Entonces preguntó, en voz muy baja: —¿Te arrepientes?

—¿Arrepentirme de qué?

—De todo.

Lux volvió a mirar el edificio. El cartel de «Se Vende» inclinado sobre el césped. La ventana rota. El fantasma de las risas que podrían haber resonado aquí una vez.

—No lo sé —dijo él.

Ely estudió su rostro. Las sombras bajo sus ojos. La tensión en su mandíbula.

Capítulo 447 – No Me Canceles

Metió la mano en su bolso y sacó una pequeña petaca.

—Té —dijo ella, entregándosela.

Él la cogió. Parpadeó. —¿Llevas té en una petaca?

—Está encantada —respondió ella—. Se mantiene caliente durante ocho horas. Jazmín con miel.

Abrió la tapa, dio un sorbo y luego soltó un suspiro silencioso.

—Oh, vaya —murmuró—. Sabes bien.

—Perdona…

—Me refiero a tu té —corrigió él con una sonrisa—. No me canceles todavía.

Ella puso los ojos en blanco. —Eres lo peor.

—Pero sigo estando invitado a tu cafetería, ¿verdad?

—… Quizá.

Estuvieron sentados juntos un rato.

Solo observando el cielo.

El edificio.

El silencio.

¿Y por una vez?

Ninguno de los dos tuvo que fingir nada.

Ni sonrisas.

Ni silencios.

Ni la forma en que sus rodillas se rozaron una vez.

Y no se apartaron.

Ni la forma en que Ely se descubrió a sí misma mirándolo de nuevo.

Ni la forma en que Lux, cuando ella no miraba, hacía lo mismo.

Y ni la forma en que ambos se preguntaron…

Si quizá, solo quizá…

Esta era la clase de atardecer que podía convertirse en algo más.

Elyndra no se había sentido tan tranquila en meses.

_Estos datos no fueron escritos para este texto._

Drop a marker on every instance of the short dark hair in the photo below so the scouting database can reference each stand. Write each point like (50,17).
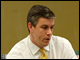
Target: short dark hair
(38,11)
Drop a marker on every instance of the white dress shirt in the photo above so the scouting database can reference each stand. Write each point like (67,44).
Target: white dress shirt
(58,48)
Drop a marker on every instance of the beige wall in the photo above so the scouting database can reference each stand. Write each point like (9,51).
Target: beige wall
(14,27)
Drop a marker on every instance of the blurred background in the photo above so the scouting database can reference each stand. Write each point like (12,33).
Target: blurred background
(14,21)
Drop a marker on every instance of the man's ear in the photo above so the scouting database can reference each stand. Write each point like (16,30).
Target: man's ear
(30,27)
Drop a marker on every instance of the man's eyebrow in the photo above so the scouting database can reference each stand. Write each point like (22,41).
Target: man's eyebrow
(46,25)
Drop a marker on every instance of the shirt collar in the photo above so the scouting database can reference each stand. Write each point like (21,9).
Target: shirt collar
(35,48)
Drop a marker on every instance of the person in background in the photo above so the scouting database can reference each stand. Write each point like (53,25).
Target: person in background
(41,43)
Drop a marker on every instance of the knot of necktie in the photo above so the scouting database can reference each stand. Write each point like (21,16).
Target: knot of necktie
(44,55)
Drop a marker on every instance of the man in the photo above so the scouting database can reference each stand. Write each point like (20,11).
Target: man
(40,23)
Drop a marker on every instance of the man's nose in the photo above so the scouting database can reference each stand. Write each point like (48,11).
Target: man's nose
(49,32)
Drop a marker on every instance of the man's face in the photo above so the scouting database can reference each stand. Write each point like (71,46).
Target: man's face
(42,32)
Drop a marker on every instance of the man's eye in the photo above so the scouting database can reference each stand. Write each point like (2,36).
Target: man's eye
(51,27)
(44,27)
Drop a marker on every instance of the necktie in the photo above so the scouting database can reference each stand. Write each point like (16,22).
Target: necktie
(44,55)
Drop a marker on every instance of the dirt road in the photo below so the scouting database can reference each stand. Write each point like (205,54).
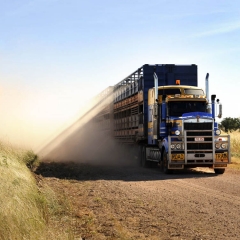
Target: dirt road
(135,203)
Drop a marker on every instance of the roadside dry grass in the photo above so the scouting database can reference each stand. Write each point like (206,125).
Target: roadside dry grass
(21,204)
(29,208)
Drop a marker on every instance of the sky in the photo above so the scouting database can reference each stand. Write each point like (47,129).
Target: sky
(55,55)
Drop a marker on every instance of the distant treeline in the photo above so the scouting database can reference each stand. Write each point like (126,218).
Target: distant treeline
(230,124)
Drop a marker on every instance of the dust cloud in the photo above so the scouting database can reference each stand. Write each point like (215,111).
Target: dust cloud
(45,122)
(90,140)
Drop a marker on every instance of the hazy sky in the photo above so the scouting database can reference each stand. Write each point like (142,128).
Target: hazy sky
(56,54)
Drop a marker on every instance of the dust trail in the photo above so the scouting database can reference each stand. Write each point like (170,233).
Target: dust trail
(90,138)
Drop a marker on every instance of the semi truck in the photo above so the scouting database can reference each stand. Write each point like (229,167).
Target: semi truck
(160,110)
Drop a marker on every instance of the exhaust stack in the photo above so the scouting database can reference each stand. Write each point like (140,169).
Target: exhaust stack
(156,86)
(207,86)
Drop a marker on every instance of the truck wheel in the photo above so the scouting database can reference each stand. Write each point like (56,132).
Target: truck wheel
(144,162)
(219,170)
(165,163)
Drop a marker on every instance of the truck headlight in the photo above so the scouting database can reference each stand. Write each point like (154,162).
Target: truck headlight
(224,145)
(172,146)
(217,145)
(218,132)
(178,146)
(177,132)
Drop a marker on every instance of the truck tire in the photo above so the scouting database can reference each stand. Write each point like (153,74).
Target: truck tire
(144,162)
(165,168)
(219,170)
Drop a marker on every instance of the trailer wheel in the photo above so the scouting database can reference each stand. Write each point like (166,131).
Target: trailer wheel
(165,164)
(219,170)
(144,162)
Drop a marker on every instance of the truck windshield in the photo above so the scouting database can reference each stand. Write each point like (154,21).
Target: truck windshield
(180,107)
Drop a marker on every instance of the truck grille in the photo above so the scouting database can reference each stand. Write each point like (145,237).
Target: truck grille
(198,126)
(198,130)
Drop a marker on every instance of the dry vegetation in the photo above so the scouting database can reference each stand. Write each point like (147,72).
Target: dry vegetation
(29,210)
(68,207)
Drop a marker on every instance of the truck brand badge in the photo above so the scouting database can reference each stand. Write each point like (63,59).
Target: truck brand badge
(198,118)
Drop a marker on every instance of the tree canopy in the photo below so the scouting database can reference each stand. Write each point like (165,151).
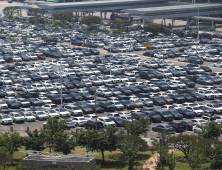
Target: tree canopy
(11,10)
(101,140)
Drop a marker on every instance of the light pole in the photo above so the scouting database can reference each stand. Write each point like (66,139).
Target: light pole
(198,24)
(110,61)
(95,108)
(61,75)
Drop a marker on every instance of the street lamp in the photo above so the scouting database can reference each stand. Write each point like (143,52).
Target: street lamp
(60,75)
(198,24)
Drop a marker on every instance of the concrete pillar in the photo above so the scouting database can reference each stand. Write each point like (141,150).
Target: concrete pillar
(188,22)
(213,27)
(105,15)
(101,14)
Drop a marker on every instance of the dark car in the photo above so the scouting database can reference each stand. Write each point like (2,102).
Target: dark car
(206,68)
(97,108)
(92,124)
(168,100)
(76,96)
(177,98)
(107,106)
(67,98)
(162,85)
(56,99)
(13,104)
(158,101)
(165,114)
(127,104)
(77,84)
(178,127)
(186,113)
(138,115)
(94,51)
(154,117)
(117,120)
(163,128)
(87,96)
(35,102)
(188,82)
(176,115)
(187,125)
(53,75)
(86,109)
(197,96)
(125,91)
(188,97)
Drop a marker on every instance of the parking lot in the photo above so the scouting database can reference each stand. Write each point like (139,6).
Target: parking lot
(124,80)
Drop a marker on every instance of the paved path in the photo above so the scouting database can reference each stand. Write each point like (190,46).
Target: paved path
(151,163)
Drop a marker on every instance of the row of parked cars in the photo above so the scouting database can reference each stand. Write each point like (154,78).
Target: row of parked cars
(33,90)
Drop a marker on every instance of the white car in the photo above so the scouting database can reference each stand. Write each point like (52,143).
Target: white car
(29,117)
(63,112)
(197,129)
(199,121)
(107,121)
(5,119)
(218,64)
(80,121)
(52,113)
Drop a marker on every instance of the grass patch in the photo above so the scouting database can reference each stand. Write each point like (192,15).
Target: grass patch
(182,163)
(113,160)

No desde que su primo intentó socavar sus derechos de zonificación en la reserva forestal del norte. No desde que la corte élfica le envió otra invitación para otra inútil reunión de linaje.

Y, desde luego, no desde la última vez que Lux había aparecido en su vida con esa sonrisa de superioridad y el caos metido en el cuello de la camisa.

Pero ahora…

Ahora no sonreía con superioridad.

Ahora, simplemente… estaba sentado a su lado. Compartiendo té. Diciendo muy poco. Pensando demasiado.

¿Y de algún modo?

Aquello parecía más íntimo de lo que cualquier coqueteo podría llegar a ser.

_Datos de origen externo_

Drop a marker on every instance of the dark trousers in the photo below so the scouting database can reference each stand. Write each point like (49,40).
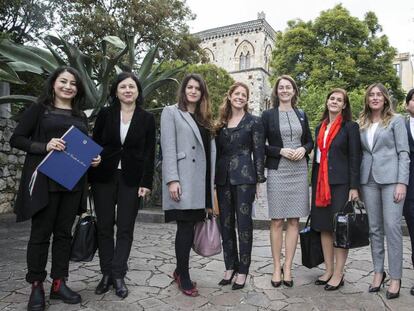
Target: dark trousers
(113,255)
(236,200)
(57,218)
(183,243)
(409,219)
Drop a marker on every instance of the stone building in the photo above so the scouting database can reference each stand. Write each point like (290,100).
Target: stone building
(244,50)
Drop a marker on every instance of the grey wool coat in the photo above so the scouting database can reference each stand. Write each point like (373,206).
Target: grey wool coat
(184,160)
(389,159)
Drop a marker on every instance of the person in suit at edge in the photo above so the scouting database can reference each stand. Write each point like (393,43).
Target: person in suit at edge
(189,154)
(289,141)
(127,134)
(51,207)
(240,167)
(384,178)
(335,179)
(408,210)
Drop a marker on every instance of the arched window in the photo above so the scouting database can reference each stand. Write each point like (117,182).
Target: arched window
(247,60)
(242,62)
(244,55)
(267,57)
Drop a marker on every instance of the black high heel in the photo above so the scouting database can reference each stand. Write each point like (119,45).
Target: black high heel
(375,289)
(330,287)
(390,295)
(322,282)
(224,282)
(236,286)
(277,283)
(287,283)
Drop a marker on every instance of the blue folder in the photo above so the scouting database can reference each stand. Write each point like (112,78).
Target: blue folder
(68,166)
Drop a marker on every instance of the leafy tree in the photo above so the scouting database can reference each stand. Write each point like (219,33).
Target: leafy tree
(217,79)
(17,58)
(336,50)
(163,22)
(24,20)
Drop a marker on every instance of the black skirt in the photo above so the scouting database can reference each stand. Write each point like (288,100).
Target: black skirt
(192,215)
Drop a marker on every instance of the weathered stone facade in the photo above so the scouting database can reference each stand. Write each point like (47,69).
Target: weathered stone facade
(11,162)
(244,50)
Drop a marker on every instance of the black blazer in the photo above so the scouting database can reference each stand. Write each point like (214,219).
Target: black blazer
(410,188)
(344,156)
(234,153)
(137,152)
(29,131)
(270,119)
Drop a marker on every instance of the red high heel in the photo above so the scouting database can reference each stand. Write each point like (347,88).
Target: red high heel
(193,292)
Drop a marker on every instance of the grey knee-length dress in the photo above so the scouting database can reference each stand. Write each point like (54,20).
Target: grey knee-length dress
(287,187)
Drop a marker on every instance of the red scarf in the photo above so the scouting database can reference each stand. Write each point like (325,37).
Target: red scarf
(323,191)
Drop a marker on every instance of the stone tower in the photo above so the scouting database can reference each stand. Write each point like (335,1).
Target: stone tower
(244,50)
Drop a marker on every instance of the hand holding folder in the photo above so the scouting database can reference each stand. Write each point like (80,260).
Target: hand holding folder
(68,166)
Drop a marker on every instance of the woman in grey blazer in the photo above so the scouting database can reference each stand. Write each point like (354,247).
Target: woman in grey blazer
(188,164)
(384,176)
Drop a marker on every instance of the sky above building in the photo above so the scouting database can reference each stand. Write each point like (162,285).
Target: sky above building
(396,17)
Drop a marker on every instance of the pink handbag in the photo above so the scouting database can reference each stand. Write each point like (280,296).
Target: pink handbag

El cielo estaba ahora teñido de violeta, el ocaso daba paso al crepúsculo. Las farolas del parque cobraron vida con un zumbido silencioso, proyectando halos dorados parpadeantes sobre los senderos de cemento agrietado. Los niños se habían ido. La brisa se había vuelto fresca, rozando la piel de Ely y provocándole pequeños escalofríos.

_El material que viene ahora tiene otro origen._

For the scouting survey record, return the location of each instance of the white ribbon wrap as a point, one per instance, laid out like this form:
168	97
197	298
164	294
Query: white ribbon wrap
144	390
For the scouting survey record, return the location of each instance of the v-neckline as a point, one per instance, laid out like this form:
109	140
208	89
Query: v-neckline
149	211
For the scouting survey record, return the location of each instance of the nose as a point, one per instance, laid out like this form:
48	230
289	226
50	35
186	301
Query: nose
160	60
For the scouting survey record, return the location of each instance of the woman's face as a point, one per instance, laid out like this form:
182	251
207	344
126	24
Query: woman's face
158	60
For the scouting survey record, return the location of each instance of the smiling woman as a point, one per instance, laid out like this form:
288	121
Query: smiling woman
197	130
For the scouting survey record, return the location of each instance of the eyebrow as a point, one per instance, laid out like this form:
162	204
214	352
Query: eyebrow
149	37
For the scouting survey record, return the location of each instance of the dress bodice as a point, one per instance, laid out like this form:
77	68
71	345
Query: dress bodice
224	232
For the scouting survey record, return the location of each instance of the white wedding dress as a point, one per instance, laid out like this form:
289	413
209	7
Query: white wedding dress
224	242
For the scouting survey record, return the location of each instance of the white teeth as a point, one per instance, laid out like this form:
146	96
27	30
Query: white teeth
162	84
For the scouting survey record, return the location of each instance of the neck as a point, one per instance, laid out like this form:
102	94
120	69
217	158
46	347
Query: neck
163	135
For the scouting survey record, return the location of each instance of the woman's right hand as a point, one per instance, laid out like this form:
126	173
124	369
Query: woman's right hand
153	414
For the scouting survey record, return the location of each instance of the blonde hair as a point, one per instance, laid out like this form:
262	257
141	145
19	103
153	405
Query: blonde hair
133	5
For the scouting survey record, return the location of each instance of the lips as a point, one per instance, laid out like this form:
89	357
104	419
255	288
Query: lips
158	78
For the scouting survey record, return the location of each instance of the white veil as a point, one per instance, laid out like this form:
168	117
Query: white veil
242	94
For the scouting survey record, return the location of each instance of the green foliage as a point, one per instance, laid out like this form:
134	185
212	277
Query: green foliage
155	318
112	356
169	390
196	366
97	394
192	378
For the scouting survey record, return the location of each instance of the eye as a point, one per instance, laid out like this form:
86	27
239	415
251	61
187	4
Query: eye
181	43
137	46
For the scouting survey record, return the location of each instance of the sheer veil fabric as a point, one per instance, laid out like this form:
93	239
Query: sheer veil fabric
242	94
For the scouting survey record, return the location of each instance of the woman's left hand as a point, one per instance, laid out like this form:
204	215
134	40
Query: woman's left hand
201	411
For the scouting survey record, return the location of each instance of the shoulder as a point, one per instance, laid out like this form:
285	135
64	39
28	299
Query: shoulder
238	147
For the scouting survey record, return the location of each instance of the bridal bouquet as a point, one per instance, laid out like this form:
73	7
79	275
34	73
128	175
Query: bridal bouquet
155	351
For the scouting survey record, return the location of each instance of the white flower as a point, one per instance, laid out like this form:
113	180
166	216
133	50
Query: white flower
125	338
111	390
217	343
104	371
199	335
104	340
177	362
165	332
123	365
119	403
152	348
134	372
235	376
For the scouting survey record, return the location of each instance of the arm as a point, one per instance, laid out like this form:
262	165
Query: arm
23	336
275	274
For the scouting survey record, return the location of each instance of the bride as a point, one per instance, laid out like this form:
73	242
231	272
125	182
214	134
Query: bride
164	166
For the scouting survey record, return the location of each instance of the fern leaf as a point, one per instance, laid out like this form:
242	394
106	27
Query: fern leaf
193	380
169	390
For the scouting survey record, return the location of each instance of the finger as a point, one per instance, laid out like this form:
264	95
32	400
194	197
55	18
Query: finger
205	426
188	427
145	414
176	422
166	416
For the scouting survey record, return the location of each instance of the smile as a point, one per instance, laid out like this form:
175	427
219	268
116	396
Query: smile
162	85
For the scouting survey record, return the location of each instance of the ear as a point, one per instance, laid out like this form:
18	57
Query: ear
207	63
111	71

Volvió a mirar de reojo, solo para echar un vistazo más a su perfil: a la forma en que la luz se posaba en sus pestañas, a la sutil tensión que aún se entretejía en su mandíbula.

Y entonces…

El graznido.

Un sonido agudo y crepitante que atravesó el silencio como una cuchilla arrojada.

Ely se sobresaltó. —¿Qué ha sido…?

Un cuervo.

Entró volando a toda velocidad, cortando a través de las ramas como una sombra con alas, con sus plumas negras relucientes bajo la luz de la farola.

No dudó.

Aterrizó directamente en el brazo de Lux.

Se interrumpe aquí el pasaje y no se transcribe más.